As more devices create even more data thanks to sensors, a different approach is needed to manage it. The old ways of storing and sifting through such information will need to evolve and so will the IT staff that manages the data, said Ash Ashutosh, CEO of Actifio and Paula Long, CEO and Co-Founder, of DataGravity, who both spoke on stage at Gigaom's Structure 2014 event Thursday. You can blame the internet of things (IoT) as the impetus of this shift.

Instead of storing every little data packet from a growing number of chatty sensors, we'll need to be choosy. Said Long about IoT: "It will change infrastructure across the board as we'll have very small packets with targeted information, not to mention privacy issues. We have to understand how to sort, name and tag the data. We're going have a gazillion records that we'll have to figure out how to manage."
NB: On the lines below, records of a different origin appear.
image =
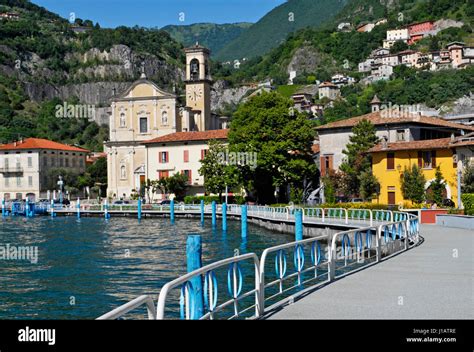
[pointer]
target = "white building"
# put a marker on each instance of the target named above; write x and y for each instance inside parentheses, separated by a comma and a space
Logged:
(181, 153)
(395, 35)
(25, 166)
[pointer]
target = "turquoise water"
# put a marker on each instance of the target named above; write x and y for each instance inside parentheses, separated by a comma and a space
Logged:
(90, 266)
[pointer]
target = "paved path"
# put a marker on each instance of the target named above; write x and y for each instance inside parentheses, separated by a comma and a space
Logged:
(427, 282)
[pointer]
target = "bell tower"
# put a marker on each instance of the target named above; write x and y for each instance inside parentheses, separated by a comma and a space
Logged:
(198, 88)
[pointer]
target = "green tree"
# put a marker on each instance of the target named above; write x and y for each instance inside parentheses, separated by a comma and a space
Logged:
(369, 185)
(357, 159)
(217, 174)
(282, 139)
(437, 187)
(413, 184)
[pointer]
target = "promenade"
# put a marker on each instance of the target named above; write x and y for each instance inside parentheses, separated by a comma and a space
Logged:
(434, 280)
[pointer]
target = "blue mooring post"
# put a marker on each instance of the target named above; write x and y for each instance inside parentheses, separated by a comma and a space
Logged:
(243, 219)
(52, 208)
(214, 213)
(106, 210)
(224, 216)
(172, 211)
(194, 262)
(202, 211)
(78, 205)
(298, 225)
(139, 211)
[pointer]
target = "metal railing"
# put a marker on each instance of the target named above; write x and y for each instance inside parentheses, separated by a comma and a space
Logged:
(316, 261)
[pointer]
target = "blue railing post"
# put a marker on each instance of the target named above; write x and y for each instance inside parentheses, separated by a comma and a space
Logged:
(78, 206)
(298, 225)
(202, 211)
(224, 216)
(172, 211)
(214, 213)
(106, 209)
(243, 219)
(139, 211)
(194, 262)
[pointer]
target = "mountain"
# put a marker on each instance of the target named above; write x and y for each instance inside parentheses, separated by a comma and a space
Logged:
(274, 27)
(211, 35)
(45, 61)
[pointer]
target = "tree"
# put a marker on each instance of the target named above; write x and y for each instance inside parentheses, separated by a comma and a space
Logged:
(437, 187)
(467, 185)
(413, 184)
(369, 185)
(357, 159)
(282, 139)
(217, 174)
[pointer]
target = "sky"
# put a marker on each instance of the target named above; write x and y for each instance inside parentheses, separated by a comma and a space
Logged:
(159, 13)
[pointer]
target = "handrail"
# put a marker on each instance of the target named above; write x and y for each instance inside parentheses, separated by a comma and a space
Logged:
(389, 233)
(212, 293)
(132, 305)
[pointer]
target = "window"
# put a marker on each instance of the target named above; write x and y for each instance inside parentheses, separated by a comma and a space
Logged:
(143, 125)
(427, 159)
(122, 120)
(390, 161)
(203, 153)
(164, 118)
(163, 174)
(188, 174)
(164, 158)
(400, 135)
(186, 156)
(123, 172)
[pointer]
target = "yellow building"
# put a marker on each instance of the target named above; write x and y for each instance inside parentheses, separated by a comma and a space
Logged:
(389, 160)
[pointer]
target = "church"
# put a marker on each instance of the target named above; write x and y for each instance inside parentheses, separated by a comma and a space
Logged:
(151, 136)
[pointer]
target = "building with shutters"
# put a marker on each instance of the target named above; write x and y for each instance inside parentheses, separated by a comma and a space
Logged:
(389, 160)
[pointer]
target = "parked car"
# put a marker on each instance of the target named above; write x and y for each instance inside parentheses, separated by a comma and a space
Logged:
(356, 200)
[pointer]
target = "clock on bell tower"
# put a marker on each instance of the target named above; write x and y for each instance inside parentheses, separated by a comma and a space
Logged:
(198, 86)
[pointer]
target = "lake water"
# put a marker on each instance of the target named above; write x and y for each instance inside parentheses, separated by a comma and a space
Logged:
(90, 266)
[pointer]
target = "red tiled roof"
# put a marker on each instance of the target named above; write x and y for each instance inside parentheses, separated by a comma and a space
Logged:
(190, 136)
(315, 148)
(394, 117)
(38, 143)
(440, 143)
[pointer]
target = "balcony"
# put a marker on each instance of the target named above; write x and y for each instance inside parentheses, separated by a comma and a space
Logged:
(11, 170)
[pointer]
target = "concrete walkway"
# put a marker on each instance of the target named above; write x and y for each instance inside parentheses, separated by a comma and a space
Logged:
(432, 281)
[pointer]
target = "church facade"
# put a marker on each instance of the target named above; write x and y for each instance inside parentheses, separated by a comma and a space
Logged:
(145, 112)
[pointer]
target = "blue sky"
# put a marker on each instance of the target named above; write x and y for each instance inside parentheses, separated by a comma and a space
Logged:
(158, 13)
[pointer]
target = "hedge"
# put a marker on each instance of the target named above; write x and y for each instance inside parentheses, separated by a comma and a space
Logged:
(468, 202)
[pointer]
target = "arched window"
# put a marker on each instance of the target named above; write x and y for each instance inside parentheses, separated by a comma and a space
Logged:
(194, 69)
(123, 172)
(123, 121)
(164, 118)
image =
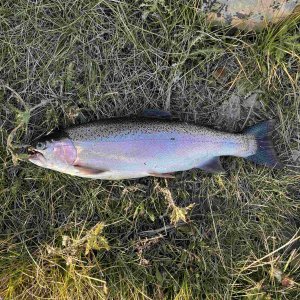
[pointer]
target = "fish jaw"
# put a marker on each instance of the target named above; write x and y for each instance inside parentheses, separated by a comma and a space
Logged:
(36, 157)
(58, 155)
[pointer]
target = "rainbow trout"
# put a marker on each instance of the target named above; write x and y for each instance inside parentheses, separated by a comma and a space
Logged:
(123, 148)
That's part of the shift but not all of it, said Ashutosh when speaking of storage. "Pure play storage companies are just selling boxes now, not outcomes. Businesses now choose outcomes and buy from whomever will help us meet them," Ashutosh said. "So the new vendors of choice will be service providers to help us focus on outcomes." That means IT staff have to be more like business partners to better understand the outcomes and the infrastructure needed for them.

Long said that this change will require the already high skill bar for IT workers to keep growing in order to answer key questions in the coming data deluge: How does information flow in the organization, what new data governance challenges do we have to deal with and how much data do we keep? And those IT workers will have to alter the network too, she said. "Networking has to completely change. Networks will have to start worrying about application data not just packets," Lon said. "You won't be able to aggregate and parse small sensor packets fast enough otherwise and IoT is a real time thing."

That's a fair point. What good is real-time sensor tracking if networks and storage systems can't keep up with all of the bits in real-time? Not much -- particularly when consumers and businesses will want real-time access to take potentially immediate action on the sensor data in the first place.